Dans la deuxième phase du film est mis en lumière le traitement qu’a pu recevoir Dominique Straus-Kahn en prison. Les Etats-Unis ont ce mérite, qu’une fois emprisonné, un homme puissant n’est pas mieux traité qu’un autre. Quand il se déshabille devant ses gardiens, l’homme est faible, et peine à lever ses énormes cuisses, son ventre est gonflé tel un ballon, un vieil homme comme les autres, en piètre condition physique. Comme dans la véritable histoire, « Simone » parvient à le faire libérer et l’installe dans un immense loft, sa première réflexion est de changer la décoration. Son mari est accusé de viol mais elle trouve le moyen de se plaindre des œuvres trop « ploucs » accrochées au mur de son palais de fortune. Je ne sais pas si cette scène correspond à la réalité, mais je ne doute pas un instant que cela puisse avoir eu lieu. Ces gens étaient, et sont toujours, déconnectés du réel. Une dernière scène est à signaler pour sa beauté plastique qui renvoie aux œuvres du peintre espagnol Goya, celle de l’agression supposée de Tristane Banon. Garçonnière sordide, ambiance infernale, « Devereaux » y est figuré en dieu Bacchus insensible à la douleur qu’il inflige. Il veut lui toucher les seins, il en a le droit, il est un ancien ministre. Son pénis est le maitre du monde et ce n’est pas une jeune étudiante en journalisme qui pourra s’y refuser. Le membre en érection de « Devereaux » est une tour de Babel, toutes les ethnies y sont conviées, toutes les langues y sont pratiquées, il est l’universel.
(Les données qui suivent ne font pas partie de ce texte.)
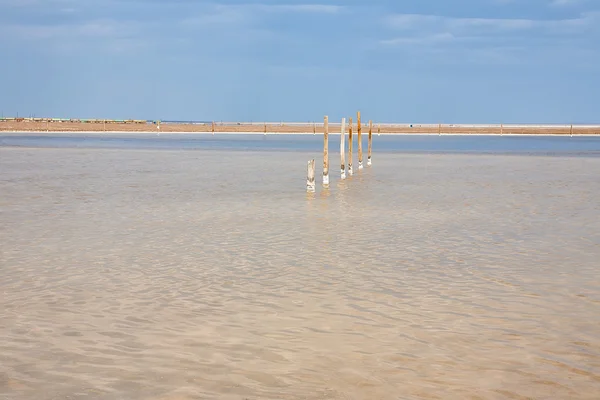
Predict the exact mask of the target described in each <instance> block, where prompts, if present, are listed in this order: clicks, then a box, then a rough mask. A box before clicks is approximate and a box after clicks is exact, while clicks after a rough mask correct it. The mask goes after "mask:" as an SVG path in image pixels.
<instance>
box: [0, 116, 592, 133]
mask: <svg viewBox="0 0 600 400" xmlns="http://www.w3.org/2000/svg"><path fill="white" fill-rule="evenodd" d="M323 130H324V129H323V123H314V124H311V123H248V122H239V123H161V122H146V121H108V120H107V121H104V120H90V121H87V122H81V121H69V120H62V121H59V120H45V121H39V120H35V121H34V120H19V121H16V120H6V119H3V120H0V133H31V132H34V133H52V134H57V133H86V134H91V133H106V134H109V133H110V134H117V133H146V134H148V133H174V134H175V133H176V134H185V133H205V134H213V133H214V134H262V135H264V134H267V135H269V134H271V135H273V134H298V135H314V134H323ZM340 130H341V127H340V123H330V124H329V133H330V134H339V133H340ZM357 130H358V129H357V126H356V124H354V125H353V132H354V133H355V134H356V133H357ZM346 132H348V127H346ZM368 132H369V128H368V125H367V124H365V123H363V124H362V133H363V134H368ZM372 133H373V134H374V135H377V134H381V135H498V136H501V135H506V136H531V135H545V136H548V135H551V136H554V135H560V136H564V135H572V136H598V135H600V125H516V124H509V125H504V124H497V125H495V124H487V125H485V124H389V123H386V124H373V129H372Z"/></svg>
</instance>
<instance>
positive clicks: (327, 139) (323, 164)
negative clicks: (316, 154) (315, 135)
mask: <svg viewBox="0 0 600 400" xmlns="http://www.w3.org/2000/svg"><path fill="white" fill-rule="evenodd" d="M323 187H324V188H328V187H329V117H328V116H327V115H326V116H325V119H324V127H323Z"/></svg>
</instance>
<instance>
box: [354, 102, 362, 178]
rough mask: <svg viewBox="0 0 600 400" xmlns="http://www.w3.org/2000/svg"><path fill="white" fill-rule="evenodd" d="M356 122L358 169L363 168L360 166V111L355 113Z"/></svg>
mask: <svg viewBox="0 0 600 400" xmlns="http://www.w3.org/2000/svg"><path fill="white" fill-rule="evenodd" d="M356 117H357V120H356V124H357V125H358V132H357V133H358V134H357V135H356V140H357V141H358V169H363V166H362V125H361V123H360V111H359V112H357V113H356Z"/></svg>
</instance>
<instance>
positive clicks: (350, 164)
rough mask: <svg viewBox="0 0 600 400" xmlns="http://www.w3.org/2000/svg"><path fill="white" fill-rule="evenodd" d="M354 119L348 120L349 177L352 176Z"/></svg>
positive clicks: (348, 168) (350, 119)
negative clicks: (352, 122) (352, 154)
mask: <svg viewBox="0 0 600 400" xmlns="http://www.w3.org/2000/svg"><path fill="white" fill-rule="evenodd" d="M353 173H354V172H353V171H352V117H350V119H349V120H348V175H350V176H352V174H353Z"/></svg>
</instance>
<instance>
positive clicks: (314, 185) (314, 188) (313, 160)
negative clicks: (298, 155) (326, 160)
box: [306, 158, 316, 193]
mask: <svg viewBox="0 0 600 400" xmlns="http://www.w3.org/2000/svg"><path fill="white" fill-rule="evenodd" d="M315 186H316V185H315V159H314V158H313V159H312V160H310V161H309V162H308V166H307V172H306V191H307V192H308V193H314V192H315Z"/></svg>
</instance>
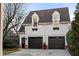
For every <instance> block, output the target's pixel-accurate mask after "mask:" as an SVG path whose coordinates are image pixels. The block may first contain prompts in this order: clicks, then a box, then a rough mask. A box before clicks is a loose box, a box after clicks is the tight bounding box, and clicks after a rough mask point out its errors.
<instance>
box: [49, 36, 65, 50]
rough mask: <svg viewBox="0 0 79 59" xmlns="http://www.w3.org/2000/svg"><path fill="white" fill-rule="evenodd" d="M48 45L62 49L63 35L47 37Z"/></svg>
mask: <svg viewBox="0 0 79 59" xmlns="http://www.w3.org/2000/svg"><path fill="white" fill-rule="evenodd" d="M48 45H49V46H48V47H49V49H64V48H65V38H64V36H56V37H49V38H48Z"/></svg>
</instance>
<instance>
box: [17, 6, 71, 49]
mask: <svg viewBox="0 0 79 59" xmlns="http://www.w3.org/2000/svg"><path fill="white" fill-rule="evenodd" d="M69 24H70V16H69V10H68V8H67V7H64V8H56V9H47V10H37V11H31V12H30V13H29V14H28V16H26V18H25V20H24V22H23V23H22V26H21V28H20V29H19V31H18V32H19V45H20V47H22V48H29V49H42V44H43V43H45V44H46V45H47V46H48V49H65V47H66V45H67V41H66V34H67V32H68V30H69Z"/></svg>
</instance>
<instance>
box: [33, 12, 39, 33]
mask: <svg viewBox="0 0 79 59" xmlns="http://www.w3.org/2000/svg"><path fill="white" fill-rule="evenodd" d="M38 21H39V17H38V15H37V14H36V13H34V14H33V15H32V30H33V31H34V30H35V31H37V30H38Z"/></svg>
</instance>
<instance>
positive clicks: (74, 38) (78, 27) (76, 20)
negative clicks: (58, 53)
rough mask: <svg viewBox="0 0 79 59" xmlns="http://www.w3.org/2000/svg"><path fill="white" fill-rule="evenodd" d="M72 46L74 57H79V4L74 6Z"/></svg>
mask: <svg viewBox="0 0 79 59" xmlns="http://www.w3.org/2000/svg"><path fill="white" fill-rule="evenodd" d="M72 31H73V37H74V40H73V46H74V52H75V55H79V3H78V4H77V5H76V10H75V20H73V21H72Z"/></svg>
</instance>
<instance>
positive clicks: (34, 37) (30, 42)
mask: <svg viewBox="0 0 79 59" xmlns="http://www.w3.org/2000/svg"><path fill="white" fill-rule="evenodd" d="M28 45H29V48H31V49H41V48H42V37H29V38H28Z"/></svg>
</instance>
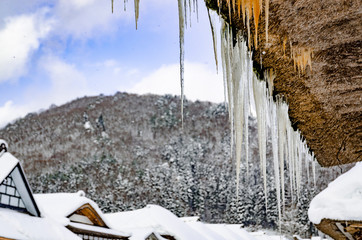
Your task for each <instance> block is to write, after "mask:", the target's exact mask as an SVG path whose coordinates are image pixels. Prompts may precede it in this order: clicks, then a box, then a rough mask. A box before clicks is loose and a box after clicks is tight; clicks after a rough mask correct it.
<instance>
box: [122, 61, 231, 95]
mask: <svg viewBox="0 0 362 240" xmlns="http://www.w3.org/2000/svg"><path fill="white" fill-rule="evenodd" d="M179 78H180V66H179V64H171V65H164V66H162V67H161V68H159V69H157V70H156V71H154V72H152V73H151V74H150V75H149V76H147V77H145V78H143V79H142V80H141V81H140V82H139V83H137V84H136V85H135V86H133V87H132V88H131V89H129V91H130V92H133V93H138V94H146V93H154V94H174V95H180V92H181V87H180V80H179ZM184 86H185V96H186V98H187V99H190V100H194V101H195V100H202V101H212V102H223V101H224V87H223V80H222V76H221V75H216V73H215V70H211V69H210V68H208V65H206V64H201V63H190V62H186V63H185V79H184Z"/></svg>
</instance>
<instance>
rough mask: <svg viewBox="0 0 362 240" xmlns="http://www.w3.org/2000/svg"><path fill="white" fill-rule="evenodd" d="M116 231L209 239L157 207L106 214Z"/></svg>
mask: <svg viewBox="0 0 362 240" xmlns="http://www.w3.org/2000/svg"><path fill="white" fill-rule="evenodd" d="M105 217H106V218H107V220H109V222H110V226H112V227H113V228H115V229H119V230H121V229H135V228H147V227H149V228H152V229H154V230H155V231H156V232H158V233H160V234H161V235H171V236H173V237H175V238H176V239H177V240H188V239H198V240H202V239H207V238H205V237H204V236H202V235H201V234H200V233H198V232H197V231H195V230H193V229H192V228H191V227H189V226H188V225H187V224H186V223H184V222H183V221H182V220H181V219H179V218H178V217H177V216H175V215H174V214H173V213H171V212H170V211H168V210H167V209H165V208H163V207H160V206H157V205H147V206H146V207H145V208H142V209H138V210H134V211H128V212H119V213H109V214H105Z"/></svg>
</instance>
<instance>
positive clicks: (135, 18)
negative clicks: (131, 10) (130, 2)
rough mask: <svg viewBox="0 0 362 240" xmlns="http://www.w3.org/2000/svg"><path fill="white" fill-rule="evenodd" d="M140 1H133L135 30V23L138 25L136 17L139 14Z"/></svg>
mask: <svg viewBox="0 0 362 240" xmlns="http://www.w3.org/2000/svg"><path fill="white" fill-rule="evenodd" d="M139 8H140V0H134V11H135V21H136V29H137V23H138V16H139V12H140V9H139Z"/></svg>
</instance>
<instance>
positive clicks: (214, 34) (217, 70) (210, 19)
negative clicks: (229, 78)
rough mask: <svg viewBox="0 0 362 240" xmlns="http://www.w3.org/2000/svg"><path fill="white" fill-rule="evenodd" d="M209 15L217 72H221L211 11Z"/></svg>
mask: <svg viewBox="0 0 362 240" xmlns="http://www.w3.org/2000/svg"><path fill="white" fill-rule="evenodd" d="M207 15H208V16H209V22H210V28H211V34H212V45H213V47H214V57H215V64H216V72H218V71H219V66H218V62H217V42H216V32H215V27H214V21H212V19H211V15H210V9H209V8H208V9H207Z"/></svg>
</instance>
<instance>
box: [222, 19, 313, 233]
mask: <svg viewBox="0 0 362 240" xmlns="http://www.w3.org/2000/svg"><path fill="white" fill-rule="evenodd" d="M235 39H236V43H235V44H233V41H234V40H235ZM235 39H234V36H233V33H232V31H231V28H230V27H229V25H228V23H226V22H223V25H222V30H221V57H222V69H223V74H224V75H223V76H224V84H225V91H226V94H225V95H226V96H227V102H228V108H229V117H230V124H231V126H230V127H231V142H232V143H231V144H232V146H234V145H235V157H236V178H237V191H238V189H239V186H238V185H239V176H240V169H241V152H242V143H243V142H244V146H245V158H246V159H245V165H246V168H247V169H246V170H247V172H248V155H249V153H248V149H249V142H248V141H249V139H248V136H249V134H248V116H249V114H250V109H251V102H252V101H254V104H255V112H256V116H257V124H258V141H259V156H260V166H261V167H260V169H261V172H262V177H263V185H264V194H265V205H266V208H267V205H268V202H267V191H268V189H267V187H266V186H267V169H266V166H267V164H266V159H267V158H266V146H267V141H268V129H270V138H271V142H272V151H273V166H274V179H275V188H276V189H275V190H276V193H277V202H278V215H279V228H280V227H281V222H280V220H281V213H282V211H281V210H282V206H283V209H285V190H286V189H285V178H284V169H285V168H287V169H288V170H289V173H290V174H289V175H290V179H289V183H290V192H291V193H296V195H295V196H294V195H293V194H292V198H293V197H294V199H295V200H298V197H299V196H300V190H301V181H302V171H304V170H306V172H307V177H308V178H309V164H312V170H313V177H314V178H313V179H314V185H315V184H316V178H315V162H316V161H315V157H314V154H313V153H312V154H311V153H310V151H309V148H308V146H307V144H306V142H305V141H303V140H302V137H301V134H300V132H299V130H298V131H294V130H293V128H292V125H291V122H290V119H289V115H288V104H287V103H286V102H285V101H283V100H282V98H281V97H280V96H277V97H276V101H274V100H273V92H272V91H273V85H274V84H273V82H274V79H275V78H276V74H275V72H274V71H273V70H268V71H266V72H265V79H264V81H263V80H259V79H257V77H256V75H255V74H254V72H253V62H252V56H251V52H249V51H248V48H247V46H246V42H245V41H244V39H243V37H242V36H241V35H237V36H236V38H235ZM267 85H268V87H267ZM243 136H244V139H243ZM232 153H233V150H232ZM303 163H304V164H305V166H304V168H303ZM308 182H309V179H308Z"/></svg>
Dominique Strauss-Kahn ne s’est jamais repenti, car il n’a jamais estimé être coupable. Peut-être n’était-il effectivement pas coupable des faits qui lui étaient reprochés, ça nous ne le saurons jamais. Mais nous savons qu’il était un porc, qu’il considérait son pays la France comme les putes qu’il collectionnait. Sa femme et lui pensaient pouvoir nous acheter, jouir en nous et partouzer avec la France. Ils n’en auront pas eu l’occasion, tant mieux. Le mérite de Welcome To New York étant de rappeler aux Français naïfs à quoi ils ont échappé.